Os salários em Portugal são, por diversas razões, demasiado baixos. E apesar disso, ainda foram expoliados pelas alterações à legislação laboral aprovadas no mandato Passos Coelho/Portas (ver aqui o 1º relatório) - cujos efeitos se estenderam, na sua maior parte, pelo Governo PS. Depois, sofreram um novo corte durante a pandemia (ver aqui) e, pior ainda, foram delapidados pela inflação, cujos efeitos não foram combatidos, alegadamente por receio de "uma espiral inflacionista" que, pelo que foi exposto, não havia forma de ter existido.
A vida dos trabalhadores está a tornar-se impossível.

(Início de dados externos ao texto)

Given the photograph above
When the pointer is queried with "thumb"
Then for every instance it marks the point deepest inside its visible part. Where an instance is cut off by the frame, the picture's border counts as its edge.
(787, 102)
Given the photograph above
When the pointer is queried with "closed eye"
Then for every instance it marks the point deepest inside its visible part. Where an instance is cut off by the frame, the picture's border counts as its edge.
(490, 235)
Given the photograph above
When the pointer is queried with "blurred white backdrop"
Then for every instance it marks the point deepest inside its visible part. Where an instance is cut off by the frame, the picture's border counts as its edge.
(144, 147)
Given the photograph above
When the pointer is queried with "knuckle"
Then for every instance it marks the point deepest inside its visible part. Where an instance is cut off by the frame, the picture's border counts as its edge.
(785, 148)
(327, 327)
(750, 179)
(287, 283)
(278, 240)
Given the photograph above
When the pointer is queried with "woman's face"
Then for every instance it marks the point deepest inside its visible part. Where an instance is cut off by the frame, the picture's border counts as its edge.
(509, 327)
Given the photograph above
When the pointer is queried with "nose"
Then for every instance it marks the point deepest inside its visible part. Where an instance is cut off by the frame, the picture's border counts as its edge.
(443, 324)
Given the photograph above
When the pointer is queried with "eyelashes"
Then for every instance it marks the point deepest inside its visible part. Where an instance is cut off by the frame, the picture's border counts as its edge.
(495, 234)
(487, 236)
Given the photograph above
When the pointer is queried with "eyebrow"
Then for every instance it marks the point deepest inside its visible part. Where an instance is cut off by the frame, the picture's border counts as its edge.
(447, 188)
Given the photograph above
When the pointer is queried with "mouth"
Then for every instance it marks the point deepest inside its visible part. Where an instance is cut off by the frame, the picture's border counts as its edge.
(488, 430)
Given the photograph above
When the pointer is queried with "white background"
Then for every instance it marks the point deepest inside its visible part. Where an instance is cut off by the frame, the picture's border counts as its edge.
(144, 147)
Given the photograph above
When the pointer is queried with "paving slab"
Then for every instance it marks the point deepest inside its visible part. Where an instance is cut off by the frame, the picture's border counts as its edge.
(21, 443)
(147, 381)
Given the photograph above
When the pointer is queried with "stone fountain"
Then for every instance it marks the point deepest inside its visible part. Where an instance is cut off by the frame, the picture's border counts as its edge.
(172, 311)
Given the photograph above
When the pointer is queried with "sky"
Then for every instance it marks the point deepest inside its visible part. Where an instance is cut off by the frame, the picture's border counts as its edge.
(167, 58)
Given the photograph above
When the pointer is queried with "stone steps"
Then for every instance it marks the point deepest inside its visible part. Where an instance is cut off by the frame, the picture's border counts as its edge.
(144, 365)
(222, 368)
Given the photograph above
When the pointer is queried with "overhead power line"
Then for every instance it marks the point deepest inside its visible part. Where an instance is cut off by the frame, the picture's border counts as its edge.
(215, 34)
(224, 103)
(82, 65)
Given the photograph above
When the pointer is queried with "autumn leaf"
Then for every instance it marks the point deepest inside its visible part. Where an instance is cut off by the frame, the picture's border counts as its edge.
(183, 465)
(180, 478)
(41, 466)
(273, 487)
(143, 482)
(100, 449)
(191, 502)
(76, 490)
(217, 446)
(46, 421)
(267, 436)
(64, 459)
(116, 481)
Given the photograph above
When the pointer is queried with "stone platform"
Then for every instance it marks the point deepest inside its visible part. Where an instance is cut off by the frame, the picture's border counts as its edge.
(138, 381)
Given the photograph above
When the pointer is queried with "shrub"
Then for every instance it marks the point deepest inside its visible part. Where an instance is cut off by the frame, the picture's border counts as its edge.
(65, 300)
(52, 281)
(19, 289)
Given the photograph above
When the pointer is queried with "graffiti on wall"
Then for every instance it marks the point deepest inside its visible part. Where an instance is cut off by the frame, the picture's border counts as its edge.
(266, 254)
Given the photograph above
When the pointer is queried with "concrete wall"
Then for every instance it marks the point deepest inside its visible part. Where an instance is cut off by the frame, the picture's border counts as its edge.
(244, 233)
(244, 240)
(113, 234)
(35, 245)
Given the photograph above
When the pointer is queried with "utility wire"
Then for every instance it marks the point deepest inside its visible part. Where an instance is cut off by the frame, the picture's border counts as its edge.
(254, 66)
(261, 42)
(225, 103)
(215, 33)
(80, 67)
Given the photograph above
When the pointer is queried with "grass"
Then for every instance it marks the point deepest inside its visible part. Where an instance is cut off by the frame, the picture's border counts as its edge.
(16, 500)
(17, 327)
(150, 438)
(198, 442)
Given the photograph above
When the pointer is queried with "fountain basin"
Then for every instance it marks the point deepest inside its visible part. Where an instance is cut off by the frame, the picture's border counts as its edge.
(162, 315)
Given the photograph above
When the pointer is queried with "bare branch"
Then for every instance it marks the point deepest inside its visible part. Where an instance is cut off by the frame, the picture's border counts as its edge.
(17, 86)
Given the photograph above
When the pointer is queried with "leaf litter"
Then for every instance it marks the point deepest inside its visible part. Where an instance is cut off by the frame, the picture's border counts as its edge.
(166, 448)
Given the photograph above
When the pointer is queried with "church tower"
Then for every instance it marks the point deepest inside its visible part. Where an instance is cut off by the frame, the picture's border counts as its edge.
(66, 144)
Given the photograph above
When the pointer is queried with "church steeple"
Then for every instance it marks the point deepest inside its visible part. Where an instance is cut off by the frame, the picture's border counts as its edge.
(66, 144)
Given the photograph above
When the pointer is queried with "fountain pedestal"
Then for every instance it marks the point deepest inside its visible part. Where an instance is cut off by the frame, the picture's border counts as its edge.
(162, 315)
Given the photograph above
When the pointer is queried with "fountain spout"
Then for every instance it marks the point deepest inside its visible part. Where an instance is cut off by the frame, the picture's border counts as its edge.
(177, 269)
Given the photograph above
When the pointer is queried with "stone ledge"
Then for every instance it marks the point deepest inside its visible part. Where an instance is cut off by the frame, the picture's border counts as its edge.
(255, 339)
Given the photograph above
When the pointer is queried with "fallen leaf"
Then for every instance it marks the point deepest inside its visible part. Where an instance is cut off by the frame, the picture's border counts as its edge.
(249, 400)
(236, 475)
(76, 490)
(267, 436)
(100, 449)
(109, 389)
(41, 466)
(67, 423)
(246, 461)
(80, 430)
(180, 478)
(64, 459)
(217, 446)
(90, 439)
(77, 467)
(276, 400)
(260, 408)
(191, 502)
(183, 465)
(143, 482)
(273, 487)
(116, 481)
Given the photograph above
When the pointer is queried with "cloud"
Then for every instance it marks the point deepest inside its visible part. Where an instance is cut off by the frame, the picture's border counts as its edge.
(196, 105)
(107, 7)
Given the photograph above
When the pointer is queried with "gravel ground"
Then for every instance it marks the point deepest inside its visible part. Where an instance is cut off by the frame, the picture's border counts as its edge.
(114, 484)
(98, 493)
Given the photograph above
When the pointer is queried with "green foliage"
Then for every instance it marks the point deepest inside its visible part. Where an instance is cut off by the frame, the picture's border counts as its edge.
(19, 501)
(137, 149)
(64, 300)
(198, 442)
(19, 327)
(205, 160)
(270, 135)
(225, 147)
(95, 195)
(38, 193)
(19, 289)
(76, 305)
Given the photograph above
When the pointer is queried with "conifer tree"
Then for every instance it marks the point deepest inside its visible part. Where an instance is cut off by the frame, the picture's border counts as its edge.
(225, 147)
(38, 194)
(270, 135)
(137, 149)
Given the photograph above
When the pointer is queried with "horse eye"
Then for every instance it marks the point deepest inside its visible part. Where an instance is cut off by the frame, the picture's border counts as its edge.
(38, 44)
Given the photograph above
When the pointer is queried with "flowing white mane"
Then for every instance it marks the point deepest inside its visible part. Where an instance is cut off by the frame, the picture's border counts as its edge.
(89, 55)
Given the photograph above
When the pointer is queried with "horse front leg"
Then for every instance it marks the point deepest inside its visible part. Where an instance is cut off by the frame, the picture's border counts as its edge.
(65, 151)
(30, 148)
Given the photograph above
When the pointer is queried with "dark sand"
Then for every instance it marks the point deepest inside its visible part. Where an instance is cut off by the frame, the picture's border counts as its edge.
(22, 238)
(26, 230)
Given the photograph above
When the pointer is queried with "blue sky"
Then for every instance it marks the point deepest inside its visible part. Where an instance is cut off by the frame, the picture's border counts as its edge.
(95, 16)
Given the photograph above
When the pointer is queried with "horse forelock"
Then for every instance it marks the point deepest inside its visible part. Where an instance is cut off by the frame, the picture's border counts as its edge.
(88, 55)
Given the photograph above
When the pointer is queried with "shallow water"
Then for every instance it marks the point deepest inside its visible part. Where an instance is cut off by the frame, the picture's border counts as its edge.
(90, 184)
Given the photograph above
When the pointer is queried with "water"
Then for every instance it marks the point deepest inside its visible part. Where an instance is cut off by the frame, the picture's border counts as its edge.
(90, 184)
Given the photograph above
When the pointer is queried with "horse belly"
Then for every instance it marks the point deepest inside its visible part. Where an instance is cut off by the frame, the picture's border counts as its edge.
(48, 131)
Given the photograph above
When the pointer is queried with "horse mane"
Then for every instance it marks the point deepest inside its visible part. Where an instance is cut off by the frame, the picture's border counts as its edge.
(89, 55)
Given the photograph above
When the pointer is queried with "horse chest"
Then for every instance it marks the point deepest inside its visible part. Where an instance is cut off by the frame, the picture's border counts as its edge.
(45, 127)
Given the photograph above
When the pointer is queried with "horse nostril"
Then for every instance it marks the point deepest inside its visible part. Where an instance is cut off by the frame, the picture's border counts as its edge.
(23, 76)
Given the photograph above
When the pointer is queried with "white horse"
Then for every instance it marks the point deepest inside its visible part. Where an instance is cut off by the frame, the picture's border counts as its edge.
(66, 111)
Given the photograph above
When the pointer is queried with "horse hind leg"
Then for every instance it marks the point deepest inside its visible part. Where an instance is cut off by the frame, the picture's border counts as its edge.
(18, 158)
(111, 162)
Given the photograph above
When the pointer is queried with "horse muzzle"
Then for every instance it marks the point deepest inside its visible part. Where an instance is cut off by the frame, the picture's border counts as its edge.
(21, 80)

Não foi por acaso, aliás, que o Governo quis fazer aprovar um acordo de médio prazo para a recuperação dos salários no PIB (ver aqui no ano 2022) cuja eficácia está - sublinhe-se - cada vez mais longe de se verificar. E, por isso, o mantra de deputados à direita e dirigentes patronais - e Ricardo Reis - visa criar um verdadeiro anátema à mais que expectável e justa subida salarial.
Nem sei como é que os trabalhadores não se zangam ainda mais.
Talvez graças às ideias repetidas e ampliadas diariamente por uma comunicação social adormecida e impregnada de ideias erróneas, passadas diariamente aos milhões de espectadores, por diversas formas e através de uma maioria de comentadores escolhidos a dedo que, sem pensamento próprio ou sem tempo de estudar, repetem o que está mais à mão.
Como se vê, ele há crocodilos que voam, mesmo sem polícias.
3 comentários:
Uma coisa são divergências de pensamento, outra é sanha. Parece ser o caso do blog com Ricardo Reis. O pouco que leio sobre ele é aqui. Calma, já parece vingança de pessoal lgbti. Sejam mais CIS, mais straight.
Caro anónimo,
Não se trata de nada pessoal. Não discutimos pessoas, mas ideias. Por vezes, algumas pessoas são elevadas a certos níveis, o que acabam por enobrecer também as ideias que defendem, mesmo quando essas ideias podem estar erradas e socialmente enviesadas.
E depois, por muito que possa parecer excessivo, acho que mesmo assim pecamos por defeito face à cacafonia com que essas ideias - erradas e socialmente enviesadas - são repetidas vezes sem conta.
Talvez devamos fazer uma promessa: iremos repetir, repetir e repetir até que a ideia de aumentar os salários se torne oficial.
Claro que não o faremos. Mas já viu o que iria demorar, não já? ;-)
Anónimo 17:05, li pouco sobre o Ricardo Reis aqui, ao contrário do que diz. Vi antes uma crítica incisivamente manifestada contra as afirmações falsas de Ricardo Reis. Neste aspecto, de facto, é inseparável criticar ideias de autores. Não há volta a dar. RR pode fazer pode fazer o mesmo ou até mais (dadas as facilidades que tem com a comunicação social) sobre os autores do Blog, que são reconhecidos, se tiver capacidade para isso.